Adeno-associated virus type 2 in US children with acute severe hepatitis. https://doi.org/10.1038/s41586-023-05949-1
These two viruses are ubiquitous in the human population, neither of them is a new pathogen. AAV-2 has been felt to be so safe that it is often used as a vector for gene therapy. They must frequently intersect in the same human host, and have been for a long time—so that leaves the question, why did they cause this dramatic illness in very young children all of a sudden? Did this illness exist all along in the past, perhaps at a much lower rate and we failed to recognize it? That seems to be a reasonable possibility, but why would it suddenly increase in late 2021 enough to cross the threshold of observation and recognition? Is it another unintended consequence of the prolonged social distancing of children during the Pandemic resulting in abnormally high numbers of children with no immunity to either virus? When those children started coming together again there would be a large pool of susceptible targets for dual infection. I don’t know the answer, but perhaps we could ask Randi Weingarten of the Teachers Union, she seemed eminently qualified to lobby for the untested, unscientific experiment in endless school closures.

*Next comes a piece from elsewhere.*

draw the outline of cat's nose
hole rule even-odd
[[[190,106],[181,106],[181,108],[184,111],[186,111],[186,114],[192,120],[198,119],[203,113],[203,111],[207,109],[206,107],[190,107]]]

Thanks for your attention and interest. Please forward and comment. If anyone has the ability to either forward this to Randi, or pass my name to President Biden as an interested candidate for CDC Director, I would be be most appreciative.
Yes production, Jeff Kocher for CDC Director. It’s a no-brainer.
Who are you kidding, there’s no way you’d want to be Director of the CDC. Bureaucracy galore!!!